Он родился 20 мая. Мертворожденный мальчик.
— Никакого вибрато, — сказал граф.
Графу удалось вынудить меня изменить позицию левой руки и прекратить эксперименты со смычком.
Хуже всего то, что временами он оказывался прав. Подчиняясь, я подчистил интонацию, это правда. Я сумел найти лучшее положение для смычка относительно кобылки — угол, под которым он пересекает струну. Граф замечал вещи, которых не видел Альберто, например, положение моего большого пальца, закрепленного за шейкой виолончели. Он не всегда был прав. Но был прав слишком часто. К тому же я сомневался в его искренности. Похоже, Исабель простила меня, а он нет. Будет ли конец моему наказанию?
— Никакого вибрато, — повторил он, когда мы начали работать над новой пьесой, которой я занимался всю неделю.
— Я думал, это относилось только к первой пьесе. Для разминки.
— Нет, — сказал он. — Совсем никакого вибрато. Ты делаешь его вразбивку. К тому же оно маскирует другие дефекты. Ты заворачиваешь ноты в огромное количество ленточек и кружев, и я не могу понять, правильно ли ты выбираешь позиции. Сделай поправки, и мы продолжим разговор.

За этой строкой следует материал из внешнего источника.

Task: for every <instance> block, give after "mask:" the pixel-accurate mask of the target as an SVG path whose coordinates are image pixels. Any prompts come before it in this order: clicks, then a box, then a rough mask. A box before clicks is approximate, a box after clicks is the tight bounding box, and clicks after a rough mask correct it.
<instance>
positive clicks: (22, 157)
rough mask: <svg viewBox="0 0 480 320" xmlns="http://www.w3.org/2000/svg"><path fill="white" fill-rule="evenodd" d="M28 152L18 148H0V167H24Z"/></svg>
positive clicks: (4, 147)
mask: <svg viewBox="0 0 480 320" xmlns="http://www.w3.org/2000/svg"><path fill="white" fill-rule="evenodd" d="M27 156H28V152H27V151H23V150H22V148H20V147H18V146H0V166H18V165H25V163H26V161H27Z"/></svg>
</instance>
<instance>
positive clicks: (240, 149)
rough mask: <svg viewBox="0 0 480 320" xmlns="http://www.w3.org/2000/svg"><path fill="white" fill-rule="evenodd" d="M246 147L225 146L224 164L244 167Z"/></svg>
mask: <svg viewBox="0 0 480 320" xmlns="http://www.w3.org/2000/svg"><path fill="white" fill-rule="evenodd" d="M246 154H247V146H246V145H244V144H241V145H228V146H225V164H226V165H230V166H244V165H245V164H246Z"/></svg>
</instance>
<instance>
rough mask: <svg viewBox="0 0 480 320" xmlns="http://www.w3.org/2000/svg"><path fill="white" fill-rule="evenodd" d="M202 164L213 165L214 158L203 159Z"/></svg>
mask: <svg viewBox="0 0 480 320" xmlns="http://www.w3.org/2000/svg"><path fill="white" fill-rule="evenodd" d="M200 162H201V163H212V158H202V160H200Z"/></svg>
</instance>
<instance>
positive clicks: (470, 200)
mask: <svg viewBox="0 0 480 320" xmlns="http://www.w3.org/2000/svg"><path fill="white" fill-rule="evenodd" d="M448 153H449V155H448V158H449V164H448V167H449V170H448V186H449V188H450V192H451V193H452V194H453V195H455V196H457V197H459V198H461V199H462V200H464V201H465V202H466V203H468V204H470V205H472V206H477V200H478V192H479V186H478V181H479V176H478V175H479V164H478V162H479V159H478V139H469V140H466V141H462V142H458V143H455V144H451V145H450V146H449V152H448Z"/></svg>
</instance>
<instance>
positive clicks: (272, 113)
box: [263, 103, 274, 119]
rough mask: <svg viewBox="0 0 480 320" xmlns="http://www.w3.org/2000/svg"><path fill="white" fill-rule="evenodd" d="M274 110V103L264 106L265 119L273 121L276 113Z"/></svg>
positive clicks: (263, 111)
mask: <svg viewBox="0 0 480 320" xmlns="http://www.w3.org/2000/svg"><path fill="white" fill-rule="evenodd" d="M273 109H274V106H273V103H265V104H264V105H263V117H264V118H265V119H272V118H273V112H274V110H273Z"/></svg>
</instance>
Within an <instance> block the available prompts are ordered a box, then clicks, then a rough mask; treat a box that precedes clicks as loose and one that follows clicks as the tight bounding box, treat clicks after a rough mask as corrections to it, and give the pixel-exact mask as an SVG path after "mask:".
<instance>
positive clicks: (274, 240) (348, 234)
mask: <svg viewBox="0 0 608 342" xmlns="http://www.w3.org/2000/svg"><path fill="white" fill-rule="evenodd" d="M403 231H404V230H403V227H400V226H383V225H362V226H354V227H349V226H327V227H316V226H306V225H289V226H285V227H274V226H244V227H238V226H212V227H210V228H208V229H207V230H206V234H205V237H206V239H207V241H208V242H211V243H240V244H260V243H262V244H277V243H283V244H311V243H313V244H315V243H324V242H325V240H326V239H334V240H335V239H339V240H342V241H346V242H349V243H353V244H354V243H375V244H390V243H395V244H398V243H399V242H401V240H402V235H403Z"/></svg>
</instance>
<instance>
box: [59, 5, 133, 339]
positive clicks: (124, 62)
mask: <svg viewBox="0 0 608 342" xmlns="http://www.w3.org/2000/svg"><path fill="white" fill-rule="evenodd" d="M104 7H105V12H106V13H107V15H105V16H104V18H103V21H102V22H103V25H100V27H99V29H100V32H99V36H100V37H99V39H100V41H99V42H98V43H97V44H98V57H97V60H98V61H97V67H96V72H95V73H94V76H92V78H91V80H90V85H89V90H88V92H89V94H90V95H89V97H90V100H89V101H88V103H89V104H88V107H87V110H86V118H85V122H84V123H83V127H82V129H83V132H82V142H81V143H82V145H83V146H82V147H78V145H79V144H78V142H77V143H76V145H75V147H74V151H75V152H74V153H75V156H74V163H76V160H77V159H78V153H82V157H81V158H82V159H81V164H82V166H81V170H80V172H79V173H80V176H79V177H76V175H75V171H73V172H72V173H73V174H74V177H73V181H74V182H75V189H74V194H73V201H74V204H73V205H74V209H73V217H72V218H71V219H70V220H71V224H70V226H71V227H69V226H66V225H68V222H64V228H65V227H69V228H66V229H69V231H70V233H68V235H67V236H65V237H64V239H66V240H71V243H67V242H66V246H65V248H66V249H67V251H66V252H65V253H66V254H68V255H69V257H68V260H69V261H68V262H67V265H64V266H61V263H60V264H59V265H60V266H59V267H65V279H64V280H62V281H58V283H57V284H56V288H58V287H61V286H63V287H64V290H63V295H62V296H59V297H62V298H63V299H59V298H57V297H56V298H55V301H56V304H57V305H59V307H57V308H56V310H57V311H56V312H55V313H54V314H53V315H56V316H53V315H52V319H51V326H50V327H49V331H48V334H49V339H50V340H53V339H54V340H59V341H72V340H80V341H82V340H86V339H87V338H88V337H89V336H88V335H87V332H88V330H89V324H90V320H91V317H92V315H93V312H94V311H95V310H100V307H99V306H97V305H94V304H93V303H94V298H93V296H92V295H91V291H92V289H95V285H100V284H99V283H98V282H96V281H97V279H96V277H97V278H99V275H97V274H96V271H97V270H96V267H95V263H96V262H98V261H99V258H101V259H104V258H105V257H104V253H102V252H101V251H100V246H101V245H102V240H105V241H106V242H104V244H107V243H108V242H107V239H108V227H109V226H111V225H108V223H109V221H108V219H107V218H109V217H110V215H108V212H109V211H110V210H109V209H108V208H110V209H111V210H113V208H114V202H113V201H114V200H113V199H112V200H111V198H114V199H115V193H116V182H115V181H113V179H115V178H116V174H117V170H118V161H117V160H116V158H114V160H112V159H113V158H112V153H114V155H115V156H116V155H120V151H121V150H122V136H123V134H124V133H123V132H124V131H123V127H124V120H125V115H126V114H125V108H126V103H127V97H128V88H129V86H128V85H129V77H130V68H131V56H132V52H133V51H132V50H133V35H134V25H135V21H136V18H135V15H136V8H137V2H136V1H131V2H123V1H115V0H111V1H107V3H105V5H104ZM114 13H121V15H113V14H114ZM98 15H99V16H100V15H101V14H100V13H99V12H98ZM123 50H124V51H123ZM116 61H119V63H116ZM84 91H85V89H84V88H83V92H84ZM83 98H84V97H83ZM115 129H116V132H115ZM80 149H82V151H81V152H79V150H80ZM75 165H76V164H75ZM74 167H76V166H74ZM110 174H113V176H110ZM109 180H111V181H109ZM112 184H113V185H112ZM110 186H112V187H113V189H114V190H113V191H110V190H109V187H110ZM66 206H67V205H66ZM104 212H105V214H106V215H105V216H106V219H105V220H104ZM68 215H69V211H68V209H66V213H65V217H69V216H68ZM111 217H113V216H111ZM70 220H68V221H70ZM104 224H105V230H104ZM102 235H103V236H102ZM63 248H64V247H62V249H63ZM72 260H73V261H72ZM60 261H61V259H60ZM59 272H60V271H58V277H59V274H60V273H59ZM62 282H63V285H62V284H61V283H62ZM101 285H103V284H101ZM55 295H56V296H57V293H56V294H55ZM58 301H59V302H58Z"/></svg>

— Это всего-навсего… — Я начал заикаться. — Это привычка.
— Все когда-нибудь входит в привычку. И прежде всего плохое.
— Но мне кажется, я не злоупотребляю вибрато.
Я гордился своим самообладанием, избегал чрезмерной эмоциональности. Но если внешне я и выглядел невозмутимым, то душа моя была в смятении. Мое вибрато было ритмичным и не высказанным до конца, абсолютно не похожим на дрожаще-пульсирующую вибрацию ресторанных виолончелистов и уличных музыкантов на Рамблас.
— Тем не менее ты прячешься за ним, — говорил граф. — Кто здесь учитель, Фелю? И кто ученик?
Мне был брошен вызов, и я принял его. Я повзрослел. Даже занимаясь в одиночестве, я проигрывал каждую ноту тяжеловесно, но холодно и ярко, подобно тому, как в промозглый зимний день ослепительно, не отбрасывая тени, светит солнце, не давая тепла. И музыка без вибрато ведет себя по-другому. В известном смысле я начал даже предпочитать такое исполнение: так зрелый человек привыкает к крепким напиткам и ему перестают нравиться сладкие вина юности.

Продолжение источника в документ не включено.